Through a series of events, God moves Peter toward a new understanding of cleanliness and uncleanliness when it comes to Jews and Gentiles.
Peter arrives in the seaside city of Joppa, the same city where the prophet Jonah tried to run from his calling to take God’s message to the Gentiles (Jonah 1:3). Peter raises a Christian woman named Tabitha from the dead. Her name means “deer”—a traditionally clean animal for the Jews (Acts 9:36, Deuteronomy 14:4-5). Yet Peter stays in the house of a tanner, someone the Jews avoided because they handled dead animals (Acts 9:43).
God is inching Peter toward a new understanding of how his mission, the Gentiles, and the Old Testament Law all work together.

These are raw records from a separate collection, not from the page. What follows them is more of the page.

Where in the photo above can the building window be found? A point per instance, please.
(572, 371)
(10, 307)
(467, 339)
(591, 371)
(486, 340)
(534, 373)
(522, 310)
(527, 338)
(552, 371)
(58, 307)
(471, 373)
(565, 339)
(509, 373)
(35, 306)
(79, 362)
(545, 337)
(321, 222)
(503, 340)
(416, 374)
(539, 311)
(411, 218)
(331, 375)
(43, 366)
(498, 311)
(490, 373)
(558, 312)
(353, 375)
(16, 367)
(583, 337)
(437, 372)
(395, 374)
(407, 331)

While at the tanner’s house, Peter has a vision of clean and unclean animals. When God tells him to eat, Peter refuses. But God responds with stunning words: “Do not call anything impure that God has made clean” (Acts 10:9-15).
Immediately after this, a messenger summons Peter to Caesarea to meet a Gentile named Cornelius (Acts 10:22). Caesarea was the capital and the seat of Roman power in the area—as Gentile as you can get. There, in Cornelius’ household, Peter preaches the Gospel and the Holy Spirit falls on the unclean Gentiles just as it fell on the Jews at Pentecost (Acts 10:44).

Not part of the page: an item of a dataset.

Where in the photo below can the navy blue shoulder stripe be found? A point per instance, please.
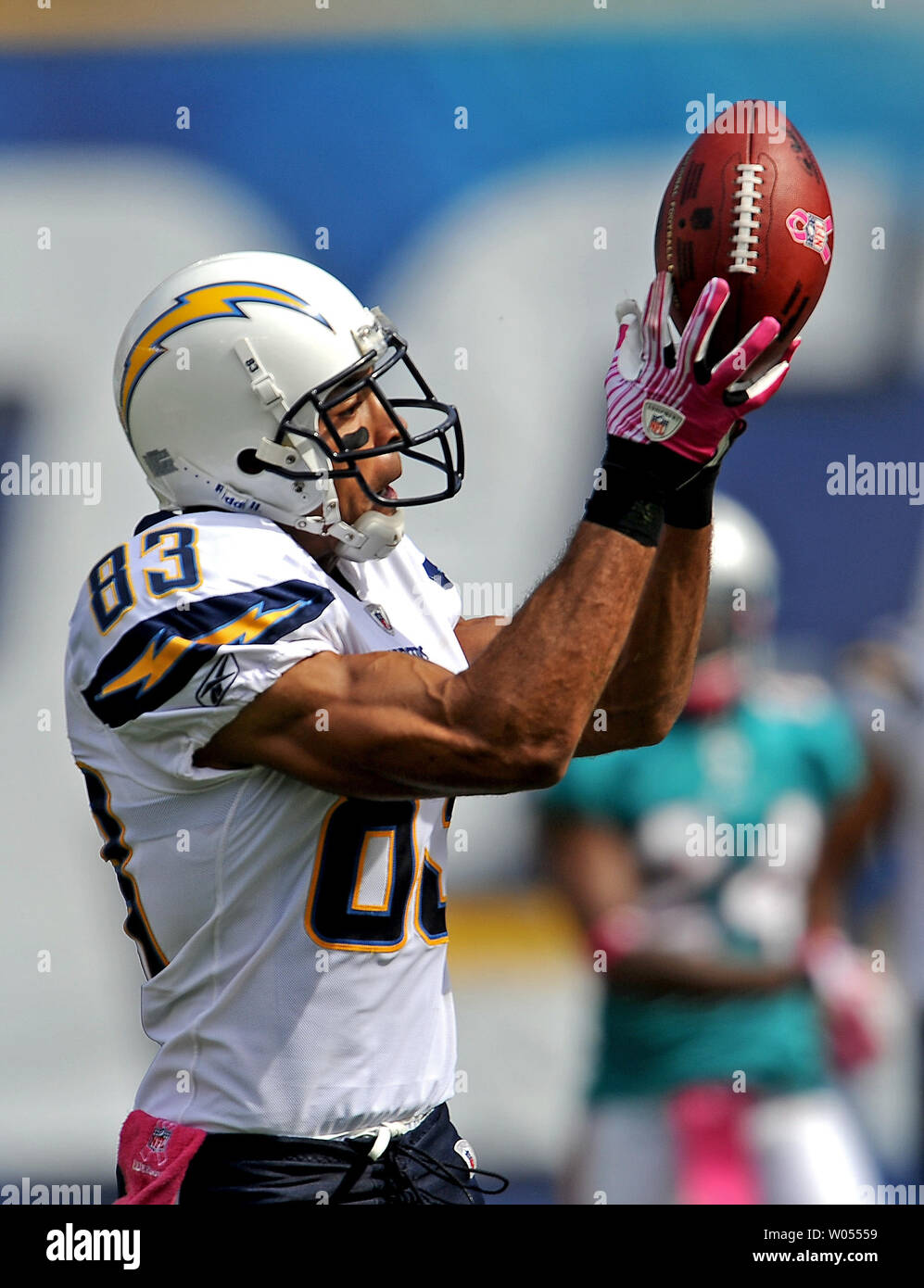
(158, 656)
(435, 575)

This news spreads quickly, and Peter receives criticism for associating with Gentiles (Acts 11:1-4). But Peter shares his story and the disciples praise God for bringing the Gospel to the Gentiles (Acts 11:18). This is seen in the following story where Barnabas and Saul minister to Gentiles in Antioch. There they are first called Christians (Acts 11:20-26).
Where is the Gospel?
God chose the Jews as his covenant people. As part of this, he gave them regulations about what to eat (Deuteronomy 14:2-3). Eating an unclean animal would make them unclean (Leviticus 11:24). If they were unclean and touched something holy, they were cut off from God’s people (Leviticus 7:21). They first needed to be made clean before they could come near God’s holy presence (Leviticus 11:25).
In the same way, Gentiles could not come near to a holy God because of their uncleanliness (Leviticus 18:24). But, by the coming of the Holy Spirit, God made them clean by coming near to them. God simply declared them clean, and they were cleansed (Acts 11:9).
This is only possible because of the Gospel Peter preached (Acts 10:39-40). The clean and holy God came near to an unclean and impure world in the person of Jesus. Jesus died and rose to offer a cleansing sacrifice, not just for Jews, but for all who believe (Acts 10:43). The sacrifices from the Old Testament needed to purify the unclean have been made in Jesus' death (1 John 1:7).
This is the good news for all of us. We may feel dirty, unclean, and unable to approach God. But by his death Jesus calls us clean, raises us to life, and makes us holy through his Spirit.
See For Yourself
I pray that the Holy Spirit would open your eyes to see the God who chooses those far from him and brings them close. And may you see Jesus as the one who takes our uncleanliness and gives us his own holiness.